Project Group 5 "Systems Medicine of Infectious Disease", Robert Koch Institute, Berlin, Germany.
Department of Medicine, Johns Hopkins University School of Medicine, Baltimore, Maryland, USA.
CPT Pharmacometrics Syst Pharmacol. 2024 Oct;13(10):1693-1706. doi: 10.1002/psp4.13212. Epub 2024 Aug 20.
HIV prevention with pre-exposure prophylaxis (PrEP) constitutes a major pillar in fighting the ongoing epidemic. While daily oral PrEP adherence may be challenging, long-acting (LA-)PrEP in oral or implant formulations could overcome frequent dosing with convenient administration. The novel drug islatravir (ISL) may be suitable for LA-PrEP, but dose-dependent reductions in T cell and lymphocyte counts were observed at high doses. We developed a mathematical model to predict ISL pro-drug levels in plasma and active intracellular ISL-triphosphate concentrations after oral vs. subcutaneous implant dosing. Using phase II trial data, we simulated antiviral effects and estimated HIV risk reduction for multiple dosages and dosing frequencies. We then established exposure thresholds where no adverse effects on immune cells were observed. Our findings suggest that implants with 56-62 mg ISL offer effective HIV risk reduction without reducing lymphocyte counts. Oral 0.1 mg daily, 3-5 mg weekly, and 10 mg biweekly ISL provide comparable efficacy, but weekly and biweekly doses may affect lymphocyte counts, while daily dosing regimen offered no advantage over existing oral PrEP. Oral 0.5-1 mg on demand provided protection, while not being suitable for post-exposure prophylaxis. These findings suggest ISL could be considered for further development as a promising and safe agent for implantable PrEP.
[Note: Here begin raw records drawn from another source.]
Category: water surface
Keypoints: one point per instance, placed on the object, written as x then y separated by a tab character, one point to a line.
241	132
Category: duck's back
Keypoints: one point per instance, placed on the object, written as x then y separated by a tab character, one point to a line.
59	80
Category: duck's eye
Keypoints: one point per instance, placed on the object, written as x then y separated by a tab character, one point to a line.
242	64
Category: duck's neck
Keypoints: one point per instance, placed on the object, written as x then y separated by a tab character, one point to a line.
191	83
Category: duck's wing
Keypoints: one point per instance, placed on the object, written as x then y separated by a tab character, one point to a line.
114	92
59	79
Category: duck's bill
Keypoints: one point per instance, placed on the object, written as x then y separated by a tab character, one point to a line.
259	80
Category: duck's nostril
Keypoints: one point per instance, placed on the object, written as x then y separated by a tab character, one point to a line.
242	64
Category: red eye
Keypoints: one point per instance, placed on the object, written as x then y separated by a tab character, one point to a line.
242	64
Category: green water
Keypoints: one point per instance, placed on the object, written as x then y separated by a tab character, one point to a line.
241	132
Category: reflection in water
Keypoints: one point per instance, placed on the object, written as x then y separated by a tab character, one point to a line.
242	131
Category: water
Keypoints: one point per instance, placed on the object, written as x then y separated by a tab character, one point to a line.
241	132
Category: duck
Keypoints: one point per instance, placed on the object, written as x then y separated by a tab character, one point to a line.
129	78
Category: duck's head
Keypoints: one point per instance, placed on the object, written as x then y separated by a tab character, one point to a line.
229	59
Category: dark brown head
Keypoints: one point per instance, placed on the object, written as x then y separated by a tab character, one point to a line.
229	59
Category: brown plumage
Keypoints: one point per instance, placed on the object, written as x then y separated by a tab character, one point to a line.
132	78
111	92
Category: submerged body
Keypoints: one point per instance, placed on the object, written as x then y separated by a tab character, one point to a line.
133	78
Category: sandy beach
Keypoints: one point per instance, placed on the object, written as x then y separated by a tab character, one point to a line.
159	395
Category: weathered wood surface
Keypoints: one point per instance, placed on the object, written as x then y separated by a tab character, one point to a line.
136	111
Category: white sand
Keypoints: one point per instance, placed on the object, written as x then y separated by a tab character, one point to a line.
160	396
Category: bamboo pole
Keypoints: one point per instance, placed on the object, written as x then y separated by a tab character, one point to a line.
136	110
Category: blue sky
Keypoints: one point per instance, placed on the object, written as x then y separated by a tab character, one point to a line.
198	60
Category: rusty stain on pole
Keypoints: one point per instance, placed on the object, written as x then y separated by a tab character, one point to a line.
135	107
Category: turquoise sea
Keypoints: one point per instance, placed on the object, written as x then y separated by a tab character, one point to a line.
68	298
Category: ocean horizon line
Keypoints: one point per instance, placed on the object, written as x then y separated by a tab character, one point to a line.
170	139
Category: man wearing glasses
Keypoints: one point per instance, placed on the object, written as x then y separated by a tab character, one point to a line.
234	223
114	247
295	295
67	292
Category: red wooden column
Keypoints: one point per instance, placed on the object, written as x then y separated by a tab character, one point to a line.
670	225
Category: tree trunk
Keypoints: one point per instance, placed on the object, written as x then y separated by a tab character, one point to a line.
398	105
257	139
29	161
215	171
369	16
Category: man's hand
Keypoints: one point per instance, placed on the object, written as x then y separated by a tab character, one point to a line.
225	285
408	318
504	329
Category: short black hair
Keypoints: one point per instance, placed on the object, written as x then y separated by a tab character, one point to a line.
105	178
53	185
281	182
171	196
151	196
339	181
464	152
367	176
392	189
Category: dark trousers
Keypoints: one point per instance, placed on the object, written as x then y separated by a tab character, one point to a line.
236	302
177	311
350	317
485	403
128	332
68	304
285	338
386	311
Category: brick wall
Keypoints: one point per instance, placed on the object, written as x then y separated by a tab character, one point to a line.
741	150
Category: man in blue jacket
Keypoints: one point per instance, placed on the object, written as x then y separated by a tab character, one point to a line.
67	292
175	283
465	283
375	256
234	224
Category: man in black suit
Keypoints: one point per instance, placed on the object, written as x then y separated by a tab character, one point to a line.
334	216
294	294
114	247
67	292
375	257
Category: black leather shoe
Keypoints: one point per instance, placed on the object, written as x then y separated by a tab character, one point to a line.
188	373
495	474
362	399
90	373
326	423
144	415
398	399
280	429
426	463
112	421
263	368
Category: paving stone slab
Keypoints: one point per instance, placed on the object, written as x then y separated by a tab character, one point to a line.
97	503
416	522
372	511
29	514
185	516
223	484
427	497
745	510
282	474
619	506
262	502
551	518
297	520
HIV 预防中的暴露前预防(PrEP)是抗击持续流行的主要支柱之一。虽然每日口服 PrEP 可能具有挑战性,但长效(LA)PrEP 的口服或植入制剂可以克服频繁的给药,提供更方便的管理。新型药物伊拉曲韦林(ISL)可能适合 LA-PrEP,但在高剂量时观察到 T 细胞和淋巴细胞计数与剂量相关的减少。我们开发了一个数学模型来预测口服与皮下植入给药后血浆中 ISL 前药水平和细胞内活性 ISL-三磷酸浓度。利用 II 期临床试验数据,我们模拟了抗病毒作用,并估计了多种剂量和给药频率的 HIV 风险降低。然后,我们确定了没有观察到对免疫细胞产生不良影响的暴露阈值。我们的研究结果表明,56-62mg 的 ISL 植入物可有效降低 HIV 风险,而不会降低淋巴细胞计数。每日口服 0.1mg、每周口服 3-5mg 和每两周口服 10mg 的 ISL 提供相当的疗效,但每周和每两周的剂量可能会影响淋巴细胞计数,而每日给药方案没有比现有的口服 PrEP 更具优势。按需口服 0.5-1mg 的 ISL 可提供保护,但不适合暴露后预防。这些发现表明,ISL 可被考虑进一步开发为一种有前途且安全的植入式 PrEP 药物。